The new organisation, called Foundations, aims to get residents onto the housing ladder via a £1bn investment programme.
The Rent to Buy scheme would allow people to pay reduced rent on Foundations properties, so they can save enough money for a deposit to buy the home they are renting.
Foundations also intends to ensure local business get to play a role in constructing new homes.
The company is the idea of Liverpool Mayor Joe Anderson, who wants to use Foundations to improve the city’s housing, revolutionise the Rent to Buy sector, drive up council tax receipts for the council and stimulate growth.
Anderson said: “We recognise that getting the cash together for a deposit can be a major challenge for many first-time buyers so the new Rent to Buy scheme will play an invaluable part in addressing this problem.
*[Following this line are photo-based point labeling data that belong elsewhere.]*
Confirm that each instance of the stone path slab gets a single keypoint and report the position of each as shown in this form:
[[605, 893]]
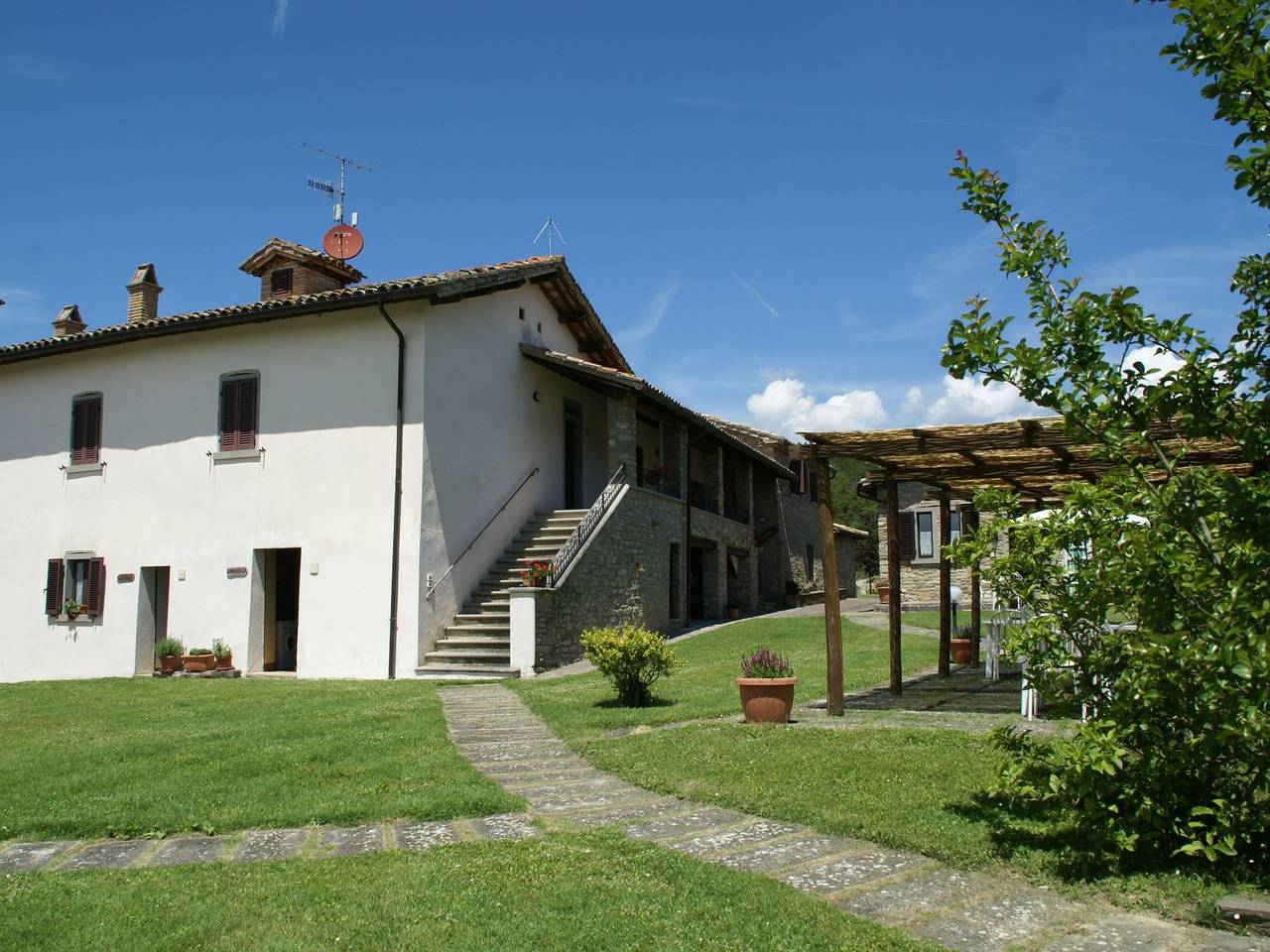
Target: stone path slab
[[956, 909], [258, 846]]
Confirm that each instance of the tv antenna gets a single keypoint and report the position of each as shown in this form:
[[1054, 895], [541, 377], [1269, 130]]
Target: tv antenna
[[327, 188], [548, 229]]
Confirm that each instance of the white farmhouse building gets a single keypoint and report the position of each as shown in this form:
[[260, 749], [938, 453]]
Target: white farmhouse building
[[344, 479]]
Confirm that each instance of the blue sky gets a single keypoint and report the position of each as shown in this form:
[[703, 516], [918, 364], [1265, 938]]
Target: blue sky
[[753, 195]]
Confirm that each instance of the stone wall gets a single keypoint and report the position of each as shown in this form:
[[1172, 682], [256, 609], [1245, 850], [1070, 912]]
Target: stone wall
[[920, 579], [622, 576]]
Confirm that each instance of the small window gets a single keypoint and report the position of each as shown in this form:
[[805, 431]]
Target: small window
[[240, 404], [280, 282], [676, 611], [86, 429], [925, 535], [75, 585]]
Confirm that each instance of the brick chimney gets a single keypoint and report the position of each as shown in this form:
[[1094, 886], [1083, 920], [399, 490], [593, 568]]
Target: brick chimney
[[144, 295], [287, 270], [68, 322]]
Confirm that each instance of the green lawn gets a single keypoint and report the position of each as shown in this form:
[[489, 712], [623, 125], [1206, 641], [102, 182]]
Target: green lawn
[[564, 892], [135, 757], [906, 788], [583, 707]]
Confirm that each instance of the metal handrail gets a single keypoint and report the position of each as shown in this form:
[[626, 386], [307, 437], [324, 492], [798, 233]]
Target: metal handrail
[[578, 537], [507, 503]]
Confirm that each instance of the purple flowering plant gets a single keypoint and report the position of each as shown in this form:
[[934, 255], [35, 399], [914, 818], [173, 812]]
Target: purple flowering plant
[[763, 662]]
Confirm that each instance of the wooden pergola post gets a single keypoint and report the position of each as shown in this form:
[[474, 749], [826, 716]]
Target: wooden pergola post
[[897, 669], [945, 584], [975, 611], [832, 608]]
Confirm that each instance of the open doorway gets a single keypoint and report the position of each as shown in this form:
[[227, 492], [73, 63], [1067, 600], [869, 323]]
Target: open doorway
[[151, 615], [275, 627], [572, 434]]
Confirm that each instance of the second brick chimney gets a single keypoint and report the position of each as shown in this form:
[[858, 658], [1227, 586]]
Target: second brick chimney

“I have also asked the Foundations team to explore other financial incentives and by the time homes are available to buy in 2019 there will be an opportunity for some of those, assessed on a per scheme basis, to be available Rent to Buy or through an alternative incentive.”
Liverpool City Council is the sole shareholder of Foundations, which, aside from helping people onto the property ladder, will also be building homes for specific groups – including foster carers, large families, the elderly and disabled people.
Foundations’ chair Frank Hont said: “Our ambition for Foundations will be to transform the way housing works for the people of Liverpool. One of the ways we want to achieve this is by giving people from all walks of life the opportunity to get on to the housing ladder who may struggle to otherwise secure a conventional mortgage.
“Our intention is that the money from both house sales and rents will then be reinvested back into the Foundations programme to help create even more homes and support more people in our city as they take the first step on to the housing ladder.”
The council has established procurement frameworks to maximise the involvement of local contractors in delivering council contracts, including on Foundations projects.
Foundations chief executive Mark Kitts said: “Foundations is identifying a range of sites in various ownerships across the city, within neighbourhoods, the city centre and waterfront as potential sites for redevelopment.
“Foundations will be committed to delivering training and skills opportunities for young people in the city. We’ll be working with contractors who will be encouraged to use local supply chains and locally-sourced labour.
“In addition, we’ll work with providers such as higher education colleges to deliver on-the-job training, including apprenticeships for young people who want to forge a career in the construction industry.
“Foundations is also keen to work with landowners who share our ethical ambitions.”
The potential billion-pound programme is seen as fundamental to addressing the city’s aim of building 30,000 new homes by 2030.
The scheme is expected to officially launch next year.